Reconozco que no estoy hecho para los conflictos, aunque mi vida haya estado llena de ellos. Me alteran, me sacan de mí mismo, me llevan a un lugar donde ya no consigo encontrarme. Mi psicóloga decía que esto podría deberse a que en mi infancia hubo demasiada violencia. Con los años confeccioné un mecanismo que consistía en esquivar las situaciones que, psicológicamente, me trasladaran a aquellos años en los que sufría abusos. Esto me hizo pensar que en el mundo hay personas que nacen con una sensibilidad que no les permite soportar la rudeza del hombre. Llevado al campo metafórico, es como si creciera una flor entre los escombros que deja una guerra.
Yo era ese último niño al que elegían en el patio del colegio cuando hacían equipos para jugar al fútbol. Y, como no nací para los conflictos, aceptaba el cruel destino de los que no dábamos pie con bola en ese dichoso deporte: la portería. Es un ritual casi milenario. A los que no encajábamos en ningún lugar siempre nos aguardaban los tres palos. El caso era sentirse integrado en el grupo, aunque fueras tú el que te llevaras los pelotazos. Con el tiempo aprendes a discernir entre una cosa y otra porque, quizás no es bullying que te elijan el último en el recreo, pero era extraño que hasta tus compañeros de equipo quisieran estrellar el balón en tus dientes. Algo pintaba mal, está claro. Pero a veces uno no se da cuenta del percal hasta que no sale de ahí, como en las relaciones tóxicas.
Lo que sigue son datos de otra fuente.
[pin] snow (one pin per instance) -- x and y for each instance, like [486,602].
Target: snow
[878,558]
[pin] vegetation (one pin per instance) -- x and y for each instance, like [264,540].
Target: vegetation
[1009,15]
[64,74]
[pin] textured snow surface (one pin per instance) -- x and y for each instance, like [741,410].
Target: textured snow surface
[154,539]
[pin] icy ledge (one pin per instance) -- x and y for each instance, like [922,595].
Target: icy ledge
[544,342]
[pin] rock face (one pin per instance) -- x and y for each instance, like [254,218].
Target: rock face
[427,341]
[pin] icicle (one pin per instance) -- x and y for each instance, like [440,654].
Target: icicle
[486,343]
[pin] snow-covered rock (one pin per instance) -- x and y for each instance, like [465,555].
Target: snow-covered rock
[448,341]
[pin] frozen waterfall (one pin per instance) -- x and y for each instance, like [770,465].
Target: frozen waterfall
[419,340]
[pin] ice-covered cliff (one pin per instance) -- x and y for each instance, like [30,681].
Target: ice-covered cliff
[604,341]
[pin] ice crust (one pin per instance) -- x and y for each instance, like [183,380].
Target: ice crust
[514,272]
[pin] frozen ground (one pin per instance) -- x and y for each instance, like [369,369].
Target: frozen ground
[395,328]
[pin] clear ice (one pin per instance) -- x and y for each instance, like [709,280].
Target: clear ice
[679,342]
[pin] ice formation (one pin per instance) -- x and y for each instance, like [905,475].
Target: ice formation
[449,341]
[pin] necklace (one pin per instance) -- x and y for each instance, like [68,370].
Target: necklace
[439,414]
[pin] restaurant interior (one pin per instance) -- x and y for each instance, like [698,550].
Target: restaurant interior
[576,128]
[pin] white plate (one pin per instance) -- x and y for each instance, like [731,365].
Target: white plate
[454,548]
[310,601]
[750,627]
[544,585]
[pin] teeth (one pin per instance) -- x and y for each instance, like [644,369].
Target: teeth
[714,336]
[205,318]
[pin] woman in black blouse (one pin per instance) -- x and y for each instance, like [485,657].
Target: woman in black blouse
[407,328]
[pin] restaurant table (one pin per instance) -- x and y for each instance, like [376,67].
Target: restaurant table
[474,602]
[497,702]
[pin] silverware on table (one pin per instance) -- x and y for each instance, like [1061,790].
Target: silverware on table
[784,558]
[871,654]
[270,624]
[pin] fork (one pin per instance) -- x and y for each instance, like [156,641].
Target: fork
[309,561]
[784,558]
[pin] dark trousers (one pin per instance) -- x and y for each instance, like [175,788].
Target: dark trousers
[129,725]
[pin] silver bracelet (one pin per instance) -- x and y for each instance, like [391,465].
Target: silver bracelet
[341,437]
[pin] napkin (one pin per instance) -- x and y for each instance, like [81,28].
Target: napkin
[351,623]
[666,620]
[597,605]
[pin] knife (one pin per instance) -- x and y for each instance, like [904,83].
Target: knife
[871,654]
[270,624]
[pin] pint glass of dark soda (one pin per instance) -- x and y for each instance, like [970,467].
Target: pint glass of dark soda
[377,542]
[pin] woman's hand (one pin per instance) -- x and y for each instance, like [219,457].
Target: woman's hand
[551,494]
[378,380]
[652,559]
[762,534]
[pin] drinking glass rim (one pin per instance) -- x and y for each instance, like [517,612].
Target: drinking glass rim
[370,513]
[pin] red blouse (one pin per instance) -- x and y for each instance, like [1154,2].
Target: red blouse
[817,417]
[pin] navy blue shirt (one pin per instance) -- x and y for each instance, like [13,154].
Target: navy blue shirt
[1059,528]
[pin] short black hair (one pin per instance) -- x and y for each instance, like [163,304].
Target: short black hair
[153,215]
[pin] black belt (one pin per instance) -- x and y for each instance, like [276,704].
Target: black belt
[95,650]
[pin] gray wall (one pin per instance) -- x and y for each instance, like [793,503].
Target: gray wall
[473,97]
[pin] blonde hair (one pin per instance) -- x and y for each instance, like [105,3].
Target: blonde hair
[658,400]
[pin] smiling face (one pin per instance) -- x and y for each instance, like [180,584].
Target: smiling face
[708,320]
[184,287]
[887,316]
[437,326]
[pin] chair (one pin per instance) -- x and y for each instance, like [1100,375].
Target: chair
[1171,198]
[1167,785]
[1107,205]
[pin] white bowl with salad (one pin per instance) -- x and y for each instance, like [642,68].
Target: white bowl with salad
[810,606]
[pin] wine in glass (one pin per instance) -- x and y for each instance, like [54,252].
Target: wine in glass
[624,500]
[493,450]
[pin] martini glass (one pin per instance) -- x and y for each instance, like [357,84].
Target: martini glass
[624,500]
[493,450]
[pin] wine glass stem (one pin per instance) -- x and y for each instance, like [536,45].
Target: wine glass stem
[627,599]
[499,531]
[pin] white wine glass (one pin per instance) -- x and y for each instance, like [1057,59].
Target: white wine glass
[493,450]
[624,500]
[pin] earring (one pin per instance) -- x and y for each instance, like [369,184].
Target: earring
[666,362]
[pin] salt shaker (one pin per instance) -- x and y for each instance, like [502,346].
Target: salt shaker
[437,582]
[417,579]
El problema de todo esto no es que me haya dado cuenta tarde, sino que debo aceptar que hay heridas que llevaré conmigo para siempre. Me parecía oportuno hablar de esto, ya que hace unos días aparecía en los medios la noticia de que el teléfono de atención al suicidio ha atendido unas 335 llamadas al día, lo que se traduce a unas 118.885 al año. En mi época suicida no había número de teléfono. Había una ventana de un sexto piso que me susurraba que alguien me esperaba fuera. Aún sigue esperando, como veis. Y cada vez que paso frente a aquella ventana siento una sensación de victoria indescriptible. No muchos pueden decir lo mismo. Me siento un tipo afortunado pero, como decía Rosa Montero: El mal existe porque lo permitimos.